When doing international business, don’t make these errors when you choose who’s going to work for you in another country.
(1) Assume that a foreign national can do anything and everything regarding their country.
Too many times, we’ve seen Chinese engineers acting as negotiators, French diplomats take on the role of market access people, and Taiwanese sales people try to source factories for their employer.
Would we hire an engineer to negotiate in America? Why would we ever do that overseas? It doesn’t make sense, especially in international marketing.
International is an adjective. Being Indian doesn’t mean you know everything about India — from production to marketing to advertising to negotiation to dentistry. If we define specific skill sets to accomplish goals in America, why would we lump all the skills into one person for a Hispanic market?
(2) Assume that they respect your authority.
This one is always tough for Americans. You may have positional authority (in that you hired them). But in many cultures, true leadership needs to be earned. Your “foreigner” may have more affiliation to a client, market, co-worker or an ex-boss.
In Central and Eastern Europe, entire governments and economies have changed hands because authority was defied. If everyone magically listened to the boss, China wouldn’t be the world’s factory, and Poland wouldn’t be the fastest-growing economy in Central Europe.

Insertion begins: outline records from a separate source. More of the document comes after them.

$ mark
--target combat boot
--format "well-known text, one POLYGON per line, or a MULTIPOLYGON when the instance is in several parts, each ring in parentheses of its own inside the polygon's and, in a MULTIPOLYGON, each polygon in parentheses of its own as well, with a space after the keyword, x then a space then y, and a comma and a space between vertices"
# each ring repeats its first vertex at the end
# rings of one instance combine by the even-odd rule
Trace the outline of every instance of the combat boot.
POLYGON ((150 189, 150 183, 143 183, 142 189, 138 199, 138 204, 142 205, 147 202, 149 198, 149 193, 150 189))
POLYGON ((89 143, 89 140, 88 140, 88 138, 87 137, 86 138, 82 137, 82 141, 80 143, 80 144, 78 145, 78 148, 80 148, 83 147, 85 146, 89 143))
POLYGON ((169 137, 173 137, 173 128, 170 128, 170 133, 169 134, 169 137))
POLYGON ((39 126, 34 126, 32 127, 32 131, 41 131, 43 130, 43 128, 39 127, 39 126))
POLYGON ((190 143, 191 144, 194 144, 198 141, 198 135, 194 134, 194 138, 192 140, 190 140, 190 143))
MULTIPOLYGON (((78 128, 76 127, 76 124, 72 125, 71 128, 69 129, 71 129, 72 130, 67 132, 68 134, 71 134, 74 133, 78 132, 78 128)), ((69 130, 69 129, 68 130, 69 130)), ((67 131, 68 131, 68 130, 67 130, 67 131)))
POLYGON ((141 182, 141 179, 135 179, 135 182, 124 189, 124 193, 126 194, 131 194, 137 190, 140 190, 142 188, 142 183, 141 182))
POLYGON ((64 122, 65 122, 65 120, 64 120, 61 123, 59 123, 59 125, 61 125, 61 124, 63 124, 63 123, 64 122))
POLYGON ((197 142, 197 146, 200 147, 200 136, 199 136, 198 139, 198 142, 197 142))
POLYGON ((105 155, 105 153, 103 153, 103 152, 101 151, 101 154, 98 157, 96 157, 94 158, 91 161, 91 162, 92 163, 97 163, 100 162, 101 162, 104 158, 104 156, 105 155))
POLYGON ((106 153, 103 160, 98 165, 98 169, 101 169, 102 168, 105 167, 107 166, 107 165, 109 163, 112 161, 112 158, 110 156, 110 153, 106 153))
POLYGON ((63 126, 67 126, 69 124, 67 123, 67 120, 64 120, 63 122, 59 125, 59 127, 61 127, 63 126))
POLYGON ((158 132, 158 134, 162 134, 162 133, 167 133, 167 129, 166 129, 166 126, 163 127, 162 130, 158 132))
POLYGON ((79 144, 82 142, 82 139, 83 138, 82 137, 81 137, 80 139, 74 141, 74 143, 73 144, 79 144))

So aks yourself: do they respect my authority?
(3) Treat them as translators.
Someone who speaks Greek isn’t necessarily a Greek translator. And if you have employed Greek managers, then those managers have their own jobs to do and their own agendas in meetings.
Translation is a specialized skill, like sales, accounting or security. If you haven’t got a translator when you need one, then you simply haven’t invested enough money in your endeavor.